Avant de s’engager, il importe de passer en revue des critères objectifs pour jauger la qualité d’un établissement :
- La structure du programme : il doit présenter une progression logique et couvrir l’ensemble des compétences attendues.
- Expertise des formateurs : demander le parcours et les références des intervenants. Un organisme transparent inspire naturellement plus de confiance.
Pour les formations en présentiel, l’état des locaux, des outils et du matériel mis à disposition reflète souvent l’exigence du centre envers ses stagiaires.
La réputation du centre, elle, se construit sur les retours d’anciens participants.
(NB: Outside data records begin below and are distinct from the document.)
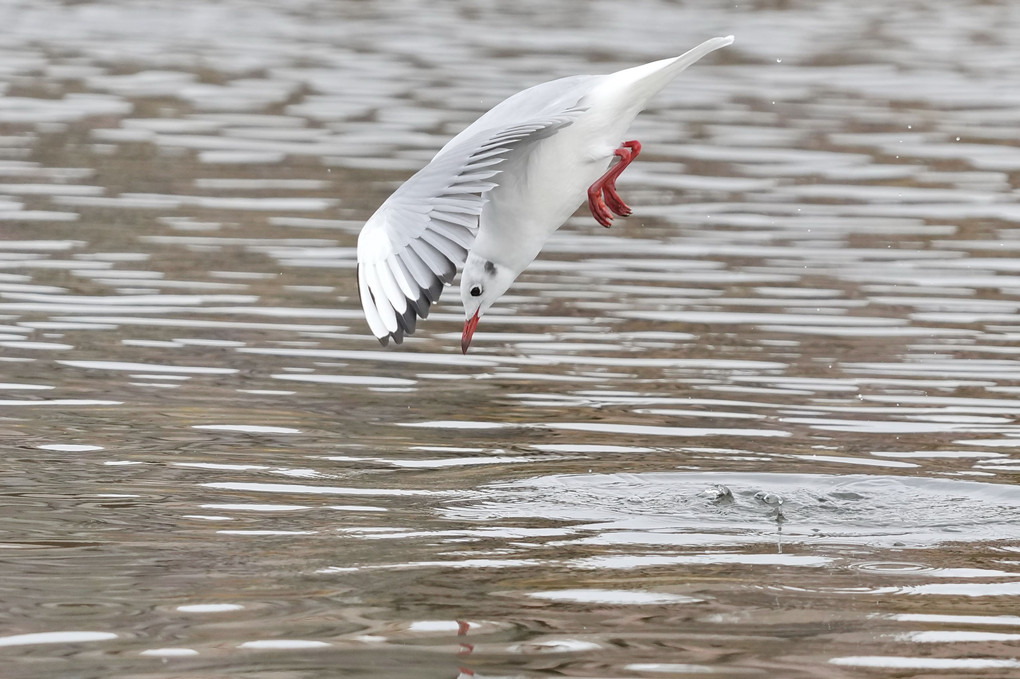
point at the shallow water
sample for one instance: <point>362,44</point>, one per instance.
<point>766,426</point>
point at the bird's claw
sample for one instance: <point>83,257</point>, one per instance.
<point>602,197</point>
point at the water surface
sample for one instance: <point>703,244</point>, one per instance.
<point>766,426</point>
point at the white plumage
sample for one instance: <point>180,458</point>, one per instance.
<point>494,194</point>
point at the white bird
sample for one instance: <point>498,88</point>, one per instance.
<point>496,192</point>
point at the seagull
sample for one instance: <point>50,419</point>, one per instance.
<point>496,192</point>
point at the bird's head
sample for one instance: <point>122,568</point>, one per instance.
<point>481,282</point>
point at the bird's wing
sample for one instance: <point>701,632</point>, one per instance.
<point>414,243</point>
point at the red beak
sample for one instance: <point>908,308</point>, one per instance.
<point>469,325</point>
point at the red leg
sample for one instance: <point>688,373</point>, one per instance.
<point>602,197</point>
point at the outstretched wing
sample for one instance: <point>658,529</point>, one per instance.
<point>414,243</point>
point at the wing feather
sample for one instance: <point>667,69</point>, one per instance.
<point>415,242</point>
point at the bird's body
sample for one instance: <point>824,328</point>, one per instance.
<point>495,193</point>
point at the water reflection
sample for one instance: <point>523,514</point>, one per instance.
<point>213,465</point>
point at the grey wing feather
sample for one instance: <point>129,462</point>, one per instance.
<point>414,243</point>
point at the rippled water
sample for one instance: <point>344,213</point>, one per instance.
<point>767,426</point>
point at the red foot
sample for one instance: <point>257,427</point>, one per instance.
<point>602,197</point>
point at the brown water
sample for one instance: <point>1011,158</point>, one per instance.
<point>767,426</point>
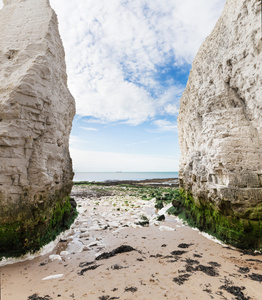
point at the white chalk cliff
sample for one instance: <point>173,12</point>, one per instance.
<point>36,113</point>
<point>220,116</point>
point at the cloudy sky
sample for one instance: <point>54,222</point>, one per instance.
<point>128,62</point>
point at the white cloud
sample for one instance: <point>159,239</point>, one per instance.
<point>164,125</point>
<point>89,128</point>
<point>114,49</point>
<point>90,161</point>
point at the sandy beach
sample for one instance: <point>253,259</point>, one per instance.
<point>107,254</point>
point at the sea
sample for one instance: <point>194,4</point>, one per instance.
<point>104,176</point>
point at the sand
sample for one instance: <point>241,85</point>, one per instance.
<point>176,262</point>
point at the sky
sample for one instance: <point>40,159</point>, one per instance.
<point>128,62</point>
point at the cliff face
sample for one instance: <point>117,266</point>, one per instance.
<point>36,113</point>
<point>220,125</point>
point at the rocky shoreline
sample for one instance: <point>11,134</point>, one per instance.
<point>119,248</point>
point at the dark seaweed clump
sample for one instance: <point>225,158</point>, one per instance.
<point>256,277</point>
<point>37,297</point>
<point>132,289</point>
<point>121,249</point>
<point>181,279</point>
<point>183,245</point>
<point>107,298</point>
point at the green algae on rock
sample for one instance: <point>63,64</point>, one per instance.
<point>220,132</point>
<point>30,233</point>
<point>223,224</point>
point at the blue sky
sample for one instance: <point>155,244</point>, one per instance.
<point>128,62</point>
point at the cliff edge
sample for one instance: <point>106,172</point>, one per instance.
<point>36,113</point>
<point>220,129</point>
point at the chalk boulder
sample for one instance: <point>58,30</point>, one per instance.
<point>220,127</point>
<point>36,113</point>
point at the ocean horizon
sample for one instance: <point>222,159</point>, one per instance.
<point>104,176</point>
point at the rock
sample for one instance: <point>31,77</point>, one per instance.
<point>36,113</point>
<point>220,126</point>
<point>113,224</point>
<point>85,234</point>
<point>166,228</point>
<point>56,276</point>
<point>161,218</point>
<point>64,253</point>
<point>54,257</point>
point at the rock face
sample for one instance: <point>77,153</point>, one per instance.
<point>220,127</point>
<point>36,113</point>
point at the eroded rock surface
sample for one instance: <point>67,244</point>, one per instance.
<point>220,122</point>
<point>36,113</point>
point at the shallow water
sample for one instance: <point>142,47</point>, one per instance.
<point>103,176</point>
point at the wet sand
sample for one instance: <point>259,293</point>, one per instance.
<point>166,260</point>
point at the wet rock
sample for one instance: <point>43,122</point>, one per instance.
<point>181,279</point>
<point>54,257</point>
<point>220,128</point>
<point>256,277</point>
<point>166,228</point>
<point>161,218</point>
<point>37,297</point>
<point>131,289</point>
<point>121,249</point>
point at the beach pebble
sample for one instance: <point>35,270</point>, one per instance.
<point>54,257</point>
<point>64,253</point>
<point>92,244</point>
<point>53,277</point>
<point>166,228</point>
<point>85,234</point>
<point>113,224</point>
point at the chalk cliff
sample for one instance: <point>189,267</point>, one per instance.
<point>36,113</point>
<point>220,128</point>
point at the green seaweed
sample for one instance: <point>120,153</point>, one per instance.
<point>231,229</point>
<point>44,224</point>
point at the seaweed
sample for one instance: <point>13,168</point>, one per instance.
<point>88,269</point>
<point>181,279</point>
<point>121,249</point>
<point>131,289</point>
<point>37,297</point>
<point>256,277</point>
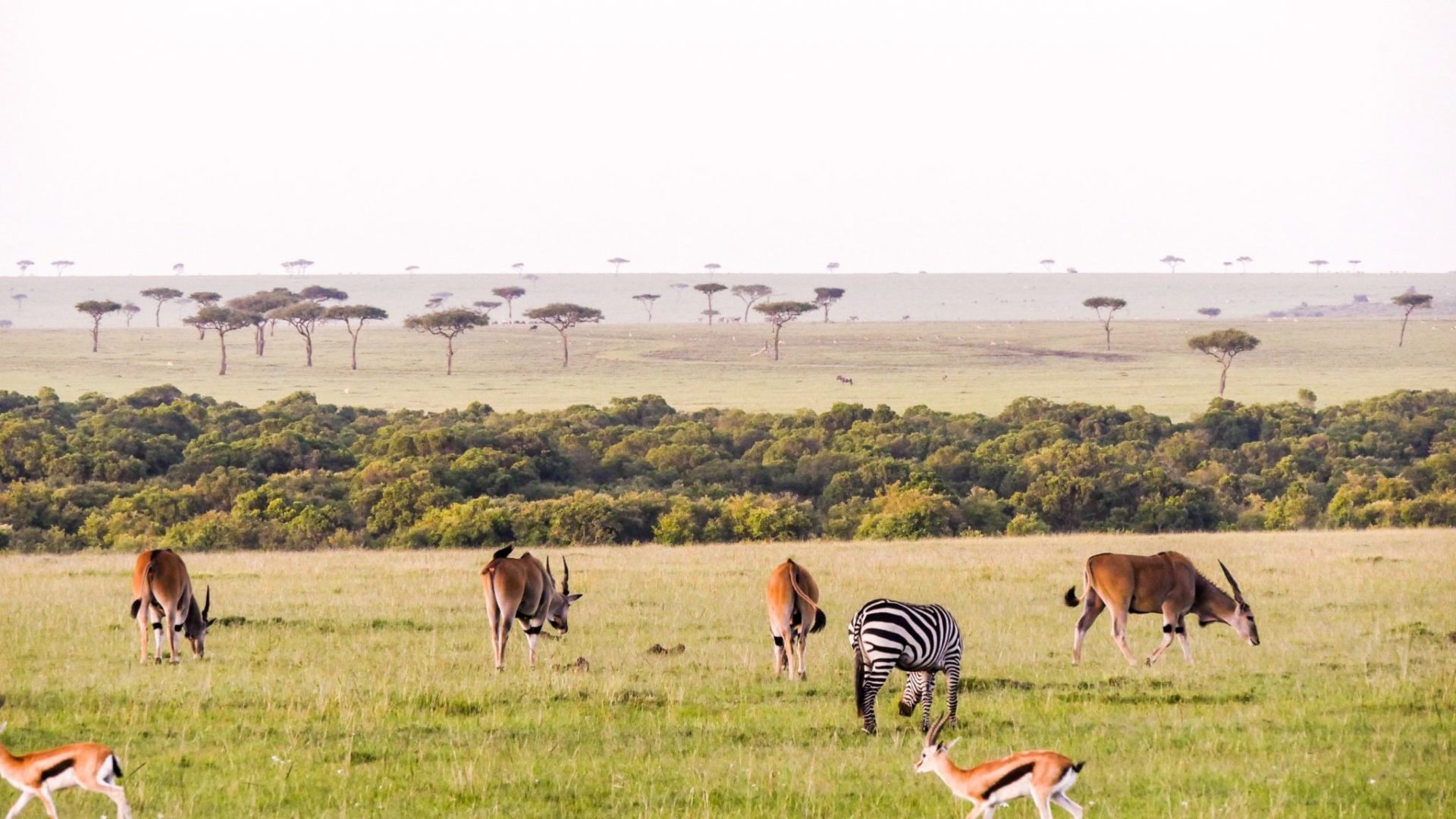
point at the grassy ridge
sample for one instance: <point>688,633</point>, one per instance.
<point>359,684</point>
<point>965,366</point>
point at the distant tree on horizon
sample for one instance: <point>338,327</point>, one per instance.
<point>647,299</point>
<point>710,289</point>
<point>1109,303</point>
<point>447,324</point>
<point>750,293</point>
<point>1410,302</point>
<point>96,309</point>
<point>509,295</point>
<point>162,295</point>
<point>350,314</point>
<point>1223,346</point>
<point>826,297</point>
<point>563,316</point>
<point>221,321</point>
<point>780,314</point>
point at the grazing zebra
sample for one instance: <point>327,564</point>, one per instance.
<point>922,640</point>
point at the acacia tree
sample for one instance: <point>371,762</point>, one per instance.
<point>1111,306</point>
<point>162,295</point>
<point>96,311</point>
<point>447,324</point>
<point>221,321</point>
<point>710,289</point>
<point>305,316</point>
<point>1410,302</point>
<point>1223,346</point>
<point>826,297</point>
<point>780,314</point>
<point>351,314</point>
<point>564,316</point>
<point>509,295</point>
<point>204,299</point>
<point>647,299</point>
<point>750,293</point>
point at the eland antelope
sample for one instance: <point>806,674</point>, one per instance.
<point>1165,583</point>
<point>1044,776</point>
<point>83,764</point>
<point>162,598</point>
<point>794,614</point>
<point>523,589</point>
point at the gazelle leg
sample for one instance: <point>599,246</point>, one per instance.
<point>1183,640</point>
<point>1068,805</point>
<point>1091,608</point>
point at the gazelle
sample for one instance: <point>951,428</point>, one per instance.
<point>794,614</point>
<point>1044,776</point>
<point>523,589</point>
<point>162,598</point>
<point>1165,583</point>
<point>85,764</point>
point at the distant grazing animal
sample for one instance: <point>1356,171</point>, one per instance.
<point>523,589</point>
<point>1044,776</point>
<point>162,596</point>
<point>1165,583</point>
<point>85,764</point>
<point>922,640</point>
<point>794,614</point>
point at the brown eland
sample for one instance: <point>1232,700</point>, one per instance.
<point>794,614</point>
<point>523,589</point>
<point>83,764</point>
<point>1164,583</point>
<point>1043,776</point>
<point>162,598</point>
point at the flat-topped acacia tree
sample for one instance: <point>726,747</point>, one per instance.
<point>96,309</point>
<point>1111,306</point>
<point>780,314</point>
<point>750,293</point>
<point>221,321</point>
<point>447,324</point>
<point>826,297</point>
<point>647,300</point>
<point>509,295</point>
<point>354,318</point>
<point>711,289</point>
<point>1222,346</point>
<point>303,316</point>
<point>162,295</point>
<point>1410,302</point>
<point>563,316</point>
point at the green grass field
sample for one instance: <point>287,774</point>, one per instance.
<point>359,684</point>
<point>946,366</point>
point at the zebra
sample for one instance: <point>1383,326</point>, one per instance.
<point>922,640</point>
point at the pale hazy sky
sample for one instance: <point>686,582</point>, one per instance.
<point>764,136</point>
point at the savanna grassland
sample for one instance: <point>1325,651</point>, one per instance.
<point>949,366</point>
<point>359,684</point>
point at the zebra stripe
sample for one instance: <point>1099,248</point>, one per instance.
<point>922,640</point>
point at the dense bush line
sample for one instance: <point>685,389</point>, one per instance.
<point>159,466</point>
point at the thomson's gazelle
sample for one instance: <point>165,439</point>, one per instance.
<point>85,764</point>
<point>1044,776</point>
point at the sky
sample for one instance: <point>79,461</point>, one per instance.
<point>766,137</point>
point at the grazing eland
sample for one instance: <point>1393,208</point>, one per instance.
<point>1165,583</point>
<point>794,614</point>
<point>523,589</point>
<point>162,596</point>
<point>1043,776</point>
<point>85,764</point>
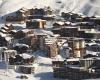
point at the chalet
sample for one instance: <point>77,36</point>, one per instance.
<point>37,13</point>
<point>85,69</point>
<point>31,40</point>
<point>21,33</point>
<point>24,63</point>
<point>8,53</point>
<point>36,24</point>
<point>78,47</point>
<point>20,48</point>
<point>21,16</point>
<point>51,47</point>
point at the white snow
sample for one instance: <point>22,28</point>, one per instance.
<point>87,7</point>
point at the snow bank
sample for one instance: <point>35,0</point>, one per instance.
<point>87,7</point>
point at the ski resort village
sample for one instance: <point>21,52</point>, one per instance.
<point>43,43</point>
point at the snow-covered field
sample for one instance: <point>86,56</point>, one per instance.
<point>87,7</point>
<point>43,70</point>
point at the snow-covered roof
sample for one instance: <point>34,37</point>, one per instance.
<point>58,58</point>
<point>10,51</point>
<point>42,32</point>
<point>20,45</point>
<point>8,38</point>
<point>73,59</point>
<point>25,55</point>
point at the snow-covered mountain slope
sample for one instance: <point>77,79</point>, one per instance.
<point>87,7</point>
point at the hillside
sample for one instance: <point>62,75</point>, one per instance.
<point>87,7</point>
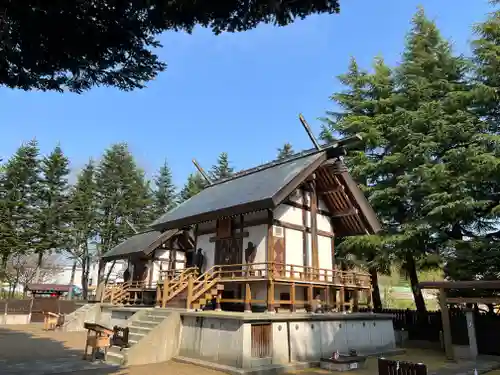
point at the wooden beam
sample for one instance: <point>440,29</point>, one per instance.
<point>235,235</point>
<point>445,316</point>
<point>301,228</point>
<point>335,189</point>
<point>350,212</point>
<point>483,300</point>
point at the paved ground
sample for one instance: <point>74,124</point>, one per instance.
<point>28,350</point>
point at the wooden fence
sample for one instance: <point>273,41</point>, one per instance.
<point>390,367</point>
<point>36,307</point>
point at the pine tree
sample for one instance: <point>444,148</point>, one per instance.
<point>83,213</point>
<point>165,192</point>
<point>222,169</point>
<point>123,195</point>
<point>285,151</point>
<point>53,204</point>
<point>193,186</point>
<point>20,187</point>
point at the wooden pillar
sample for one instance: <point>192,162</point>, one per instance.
<point>342,299</point>
<point>369,302</point>
<point>327,305</point>
<point>355,300</point>
<point>248,298</point>
<point>270,296</point>
<point>314,227</point>
<point>445,316</point>
<point>270,246</point>
<point>305,255</point>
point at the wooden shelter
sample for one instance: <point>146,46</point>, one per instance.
<point>444,287</point>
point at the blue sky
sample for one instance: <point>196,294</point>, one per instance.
<point>238,93</point>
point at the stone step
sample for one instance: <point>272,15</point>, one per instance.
<point>135,337</point>
<point>156,319</point>
<point>138,329</point>
<point>116,358</point>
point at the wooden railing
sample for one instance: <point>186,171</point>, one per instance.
<point>172,283</point>
<point>281,271</point>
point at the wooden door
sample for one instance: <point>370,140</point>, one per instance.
<point>279,256</point>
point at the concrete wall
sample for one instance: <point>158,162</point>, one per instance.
<point>306,341</point>
<point>213,340</point>
<point>110,317</point>
<point>160,345</point>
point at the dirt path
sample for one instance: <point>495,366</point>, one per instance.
<point>29,350</point>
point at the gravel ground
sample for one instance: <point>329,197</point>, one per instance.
<point>29,350</point>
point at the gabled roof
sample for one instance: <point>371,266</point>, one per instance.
<point>263,187</point>
<point>140,244</point>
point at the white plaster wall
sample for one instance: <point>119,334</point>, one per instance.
<point>325,255</point>
<point>203,242</point>
<point>288,214</point>
<point>294,251</point>
<point>323,223</point>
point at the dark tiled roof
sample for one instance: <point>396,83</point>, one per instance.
<point>143,243</point>
<point>257,188</point>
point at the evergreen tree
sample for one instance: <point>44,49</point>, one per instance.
<point>53,204</point>
<point>123,196</point>
<point>222,169</point>
<point>193,186</point>
<point>165,192</point>
<point>364,103</point>
<point>83,214</point>
<point>20,187</point>
<point>285,151</point>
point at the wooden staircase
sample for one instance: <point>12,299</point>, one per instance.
<point>116,294</point>
<point>189,290</point>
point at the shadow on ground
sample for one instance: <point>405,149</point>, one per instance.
<point>29,350</point>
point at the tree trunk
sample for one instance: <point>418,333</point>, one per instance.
<point>376,298</point>
<point>39,263</point>
<point>411,268</point>
<point>72,280</point>
<point>100,279</point>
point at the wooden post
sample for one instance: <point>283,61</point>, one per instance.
<point>292,297</point>
<point>327,304</point>
<point>445,316</point>
<point>342,299</point>
<point>270,296</point>
<point>248,298</point>
<point>355,300</point>
<point>369,302</point>
<point>165,293</point>
<point>314,229</point>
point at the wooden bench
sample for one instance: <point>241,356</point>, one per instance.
<point>391,367</point>
<point>98,337</point>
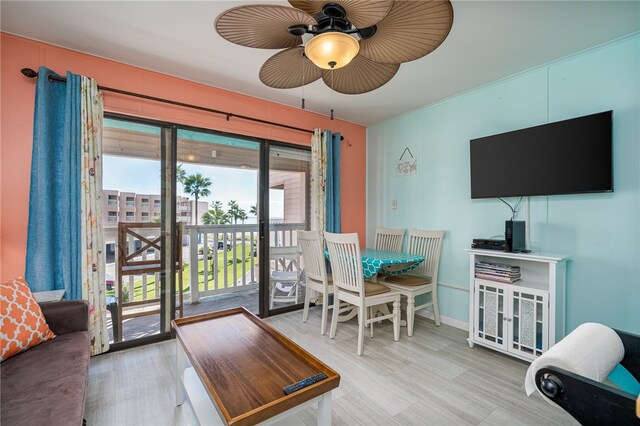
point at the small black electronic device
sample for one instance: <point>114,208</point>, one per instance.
<point>488,244</point>
<point>514,235</point>
<point>304,383</point>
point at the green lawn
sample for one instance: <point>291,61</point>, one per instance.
<point>241,266</point>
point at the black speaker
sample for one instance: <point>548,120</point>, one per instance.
<point>514,235</point>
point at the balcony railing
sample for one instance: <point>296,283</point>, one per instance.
<point>231,263</point>
<point>217,259</point>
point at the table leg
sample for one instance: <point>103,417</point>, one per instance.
<point>181,364</point>
<point>384,310</point>
<point>324,410</point>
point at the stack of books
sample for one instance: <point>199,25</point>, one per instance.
<point>497,272</point>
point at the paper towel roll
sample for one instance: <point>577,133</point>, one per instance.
<point>592,350</point>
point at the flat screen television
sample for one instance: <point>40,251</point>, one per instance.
<point>566,157</point>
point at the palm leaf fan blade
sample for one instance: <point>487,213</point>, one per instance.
<point>288,69</point>
<point>262,26</point>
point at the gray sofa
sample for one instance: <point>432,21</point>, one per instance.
<point>47,383</point>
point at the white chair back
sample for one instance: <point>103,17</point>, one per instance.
<point>389,239</point>
<point>346,261</point>
<point>429,245</point>
<point>311,245</point>
<point>285,258</point>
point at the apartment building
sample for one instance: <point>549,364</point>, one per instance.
<point>131,207</point>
Prendre le temps de consulter avis et témoignages, sur le site de l’organisme, les réseaux ou Google, donne une vision plus fidèle de l’expérience réelle, loin des discours de façade.
Dans le cas des cursus à distance, l’accompagnement humain fait toute la différence. Un accès à une plateforme ne suffit pas : le suivi régulier, des retours fréquents et une assistance facilement joignable rendent l’apprentissage beaucoup plus efficace.
Un centre engagé ne s’arrête pas à l’obtention du diplôme. La disponibilité d’un accompagnement après la formation, via des ressources ou conseils pour l’insertion professionnelle, reflète un vrai engagement sur la durée. Enfin, la facilité d’utilisation de la plateforme, la qualité des supports pédagogiques et l’accessibilité des ressources jouent un rôle direct dans la réussite du parcours.
Un conseiller en évolution professionnelle pour choisir la meilleure formation d’installateur thermique
Pour bâtir un parcours adapté à son profil et à ses ambitions, il existe un levier souvent sous-estimé : le conseiller en évolution professionnelle (CEP), proposé notamment par Pôle emploi. Ce service, ouvert à toute personne active, permet de faire le point sur sa trajectoire, de structurer son projet professionnel et d’identifier les étapes à franchir. Le conseiller peut aussi guider dans la recherche de financements adaptés à la formation retenue.
Selon chaque situation, différents organismes peuvent intervenir dans ce rôle :
- Pôle Emploi pour les demandeurs d’emploi
- Cap Emploi pour les personnes en situation de handicap
- L’APEC pour les cadres, qu’ils soient en poste, en mobilité ou jeunes diplômés
- Les missions locales pour les jeunes de 16 à 25 ans, ainsi que les opérateurs régionaux mandatés par France Compétences pour accompagner salariés et indépendants du secteur privé
À la croisée de la technique et de l’écologie, ce métier ouvre de vraies perspectives. Ceux qui s’y engagent aujourd’hui participent, souvent dans l’ombre, à préparer des hivers moins mordants et des factures qui font moins grincer des dents.